Saturday, February 16, 2019
Desperation By Stephen King :: essays research papers
Desperation, a recent Stephen King novel, is non just a book, but an experience that leaves the reader frightened, paranoid, and questioning his righteous beliefs. Picture, if you will, a l wholeness, crazed Nevada policeman who pulls over vehicles on a lonely desert highway and forcefully takes away their occupants. Whichever of them he doesnt carry off immediately, he locks up in the jail of the small desolate townsfolk of Desperation. Among those captured are the vacationing Carver family, whose RV is sabotaged on its way to Arizona. already incarcerated is Tom Billingsley, a once well-known member of the now slaughtered club of Desperation.
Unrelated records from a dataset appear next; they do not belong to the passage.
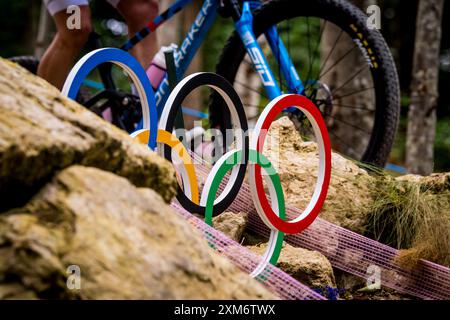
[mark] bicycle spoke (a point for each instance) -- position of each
(336, 63)
(331, 51)
(349, 80)
(316, 50)
(352, 93)
(352, 107)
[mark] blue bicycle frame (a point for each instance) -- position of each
(244, 26)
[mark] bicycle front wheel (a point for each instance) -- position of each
(346, 68)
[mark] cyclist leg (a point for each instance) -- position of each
(137, 13)
(66, 45)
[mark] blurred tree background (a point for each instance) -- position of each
(19, 20)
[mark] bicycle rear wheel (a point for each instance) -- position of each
(347, 70)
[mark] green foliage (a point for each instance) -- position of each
(411, 215)
(442, 146)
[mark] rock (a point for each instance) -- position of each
(42, 132)
(127, 243)
(297, 162)
(231, 224)
(309, 267)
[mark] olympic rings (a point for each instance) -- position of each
(212, 184)
(188, 176)
(132, 67)
(324, 175)
(234, 104)
(272, 214)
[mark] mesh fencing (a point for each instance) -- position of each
(346, 250)
(275, 280)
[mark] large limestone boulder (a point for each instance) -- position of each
(309, 267)
(296, 161)
(126, 242)
(42, 132)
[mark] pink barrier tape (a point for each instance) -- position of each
(275, 280)
(351, 252)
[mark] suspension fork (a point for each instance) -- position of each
(244, 26)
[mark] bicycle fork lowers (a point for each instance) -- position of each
(244, 26)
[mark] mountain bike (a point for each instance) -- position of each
(322, 49)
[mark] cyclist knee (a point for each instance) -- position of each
(76, 37)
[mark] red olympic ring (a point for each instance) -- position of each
(323, 180)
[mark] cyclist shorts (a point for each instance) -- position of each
(55, 6)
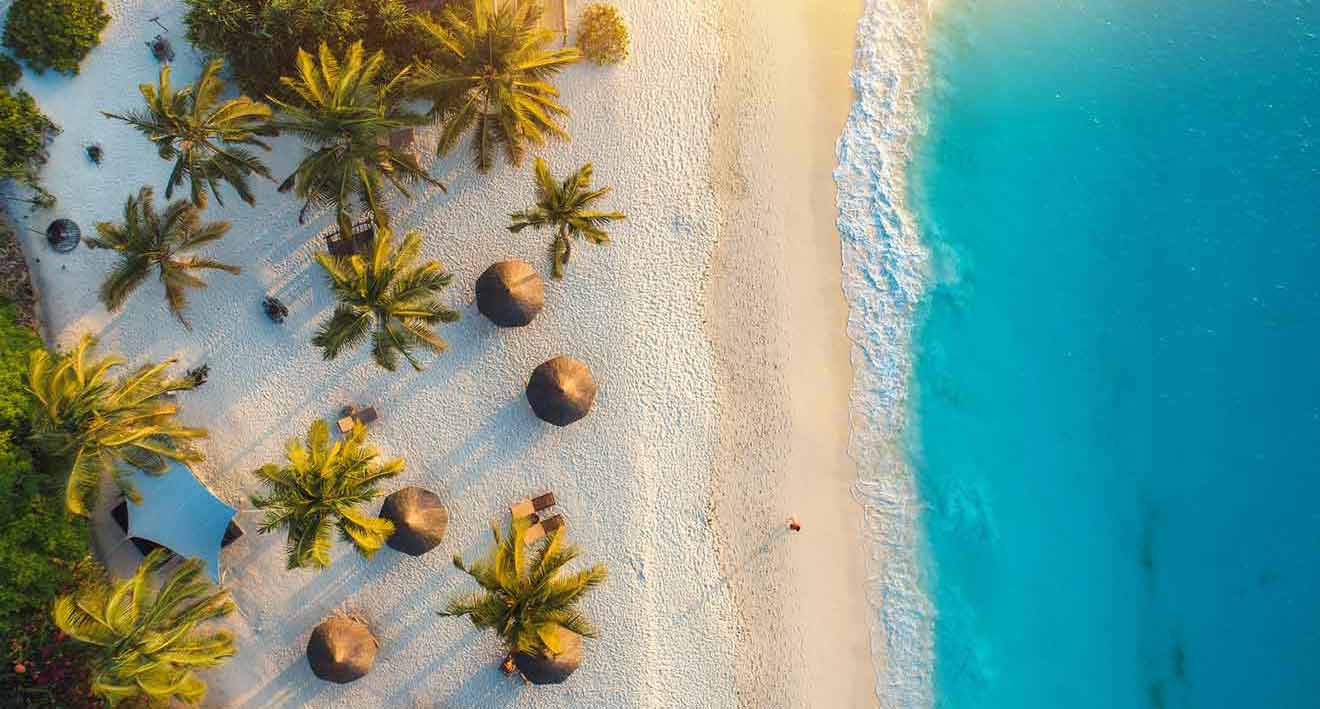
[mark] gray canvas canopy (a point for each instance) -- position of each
(181, 514)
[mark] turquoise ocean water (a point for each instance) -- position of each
(1116, 382)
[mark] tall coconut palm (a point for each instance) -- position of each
(148, 639)
(384, 292)
(345, 116)
(89, 423)
(524, 597)
(148, 239)
(564, 206)
(202, 135)
(494, 78)
(320, 489)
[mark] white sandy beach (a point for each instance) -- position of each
(714, 326)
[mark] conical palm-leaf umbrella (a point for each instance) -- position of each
(510, 293)
(64, 235)
(419, 518)
(552, 668)
(341, 650)
(561, 391)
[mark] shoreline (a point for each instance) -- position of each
(778, 321)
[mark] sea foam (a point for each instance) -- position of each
(886, 270)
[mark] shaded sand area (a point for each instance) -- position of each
(714, 329)
(778, 318)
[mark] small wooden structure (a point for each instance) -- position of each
(359, 240)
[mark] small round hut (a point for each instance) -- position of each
(341, 650)
(510, 293)
(561, 391)
(420, 520)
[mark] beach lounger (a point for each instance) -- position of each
(354, 415)
(541, 528)
(528, 507)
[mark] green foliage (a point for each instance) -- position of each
(602, 34)
(24, 132)
(345, 115)
(493, 78)
(90, 424)
(157, 240)
(54, 33)
(42, 549)
(564, 206)
(524, 597)
(259, 38)
(203, 136)
(9, 71)
(321, 489)
(148, 641)
(387, 292)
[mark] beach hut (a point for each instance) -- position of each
(510, 293)
(561, 391)
(181, 514)
(64, 235)
(552, 668)
(341, 650)
(420, 520)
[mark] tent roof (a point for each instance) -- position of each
(181, 514)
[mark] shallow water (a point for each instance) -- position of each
(1116, 403)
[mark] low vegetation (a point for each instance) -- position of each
(87, 424)
(147, 638)
(491, 78)
(203, 136)
(320, 491)
(565, 207)
(24, 134)
(602, 34)
(42, 551)
(386, 296)
(526, 598)
(148, 240)
(345, 114)
(54, 33)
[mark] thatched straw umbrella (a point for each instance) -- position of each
(64, 235)
(555, 668)
(561, 391)
(510, 293)
(420, 520)
(341, 650)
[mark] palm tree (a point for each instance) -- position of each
(90, 424)
(494, 77)
(148, 239)
(564, 206)
(203, 136)
(322, 486)
(524, 598)
(148, 639)
(345, 116)
(384, 291)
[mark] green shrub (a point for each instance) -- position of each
(260, 38)
(42, 549)
(9, 71)
(54, 33)
(24, 132)
(602, 36)
(16, 342)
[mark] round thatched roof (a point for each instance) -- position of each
(420, 520)
(64, 235)
(553, 670)
(510, 293)
(341, 650)
(561, 391)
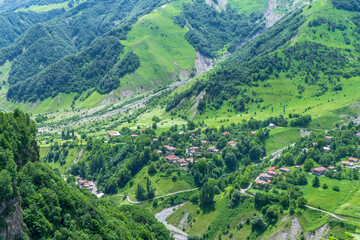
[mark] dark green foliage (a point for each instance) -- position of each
(349, 5)
(12, 25)
(302, 121)
(49, 45)
(112, 79)
(12, 5)
(52, 207)
(211, 30)
(78, 73)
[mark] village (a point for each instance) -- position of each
(351, 163)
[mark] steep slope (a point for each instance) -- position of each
(37, 203)
(301, 65)
(68, 34)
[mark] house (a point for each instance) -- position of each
(262, 182)
(205, 142)
(347, 164)
(213, 150)
(192, 150)
(232, 143)
(284, 170)
(304, 150)
(272, 126)
(172, 158)
(182, 162)
(318, 171)
(271, 173)
(169, 148)
(331, 168)
(351, 159)
(271, 169)
(265, 177)
(327, 138)
(326, 149)
(114, 134)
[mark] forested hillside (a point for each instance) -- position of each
(51, 208)
(310, 53)
(68, 34)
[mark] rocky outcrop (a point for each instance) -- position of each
(14, 220)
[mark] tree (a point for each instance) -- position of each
(301, 201)
(308, 164)
(140, 192)
(316, 182)
(152, 169)
(12, 168)
(258, 223)
(289, 159)
(255, 153)
(235, 198)
(208, 192)
(6, 189)
(222, 142)
(230, 160)
(191, 125)
(261, 200)
(284, 200)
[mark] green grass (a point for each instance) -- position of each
(163, 185)
(161, 47)
(328, 199)
(248, 6)
(281, 137)
(70, 158)
(311, 219)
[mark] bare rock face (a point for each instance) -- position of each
(14, 220)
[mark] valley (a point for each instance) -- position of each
(189, 119)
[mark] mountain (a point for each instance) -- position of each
(301, 65)
(171, 41)
(38, 203)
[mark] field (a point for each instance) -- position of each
(164, 53)
(162, 184)
(280, 138)
(69, 160)
(329, 199)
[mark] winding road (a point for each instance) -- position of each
(166, 195)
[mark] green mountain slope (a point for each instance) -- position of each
(39, 204)
(306, 63)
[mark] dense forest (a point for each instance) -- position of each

They are soon joined by formerly famous, currently over-the-hill and overweight writer, Johnny Marinville, who is riding across the country on his Harley-Davidson aggregation material for a book of short stories. How to escape Desperation isnt the only unanswered question, though. How could and why would one man single-handedly execu ting the population of an entire town? How does he have such(prenominal) work over the minds of the animals? Why are they locked up when he could have killed them comparable every one else? Whatever it is that possesses the body of officer Collie Entraigan cant last forever, though. After some(prenominal) days his body is falling obscure at the seams, and he is bleeding from every orifice. Weirder yet, he is growing several inches a day and is bound to burst soon. Will he? Or are the occupants of the local Desperation jail just backup bodies that the possessor will use when it wears out its current one? If so whence what is it? More importantly, whos next?An intriguing aspect of this book is that there is no real protagonist. King leaves the reader in constant suspense. often changing views, the story follows one character or group of characters for one chapter and then in the next chapter, follows another, often intertwining the time sequences. The overlapping attain is in terrupted only by flashbacks that allow the reader to sympathize with a particular characters actions or feelings. These flashbacks are so mingled that it is difficult to believe they are fictional at all. They go into such detail of the life-altering experiences of everyone involved that the reader gets a sixth sense as to how the characters will react to certain situations. Telling the story in this style allows the reader to see why every character acts the way that he does.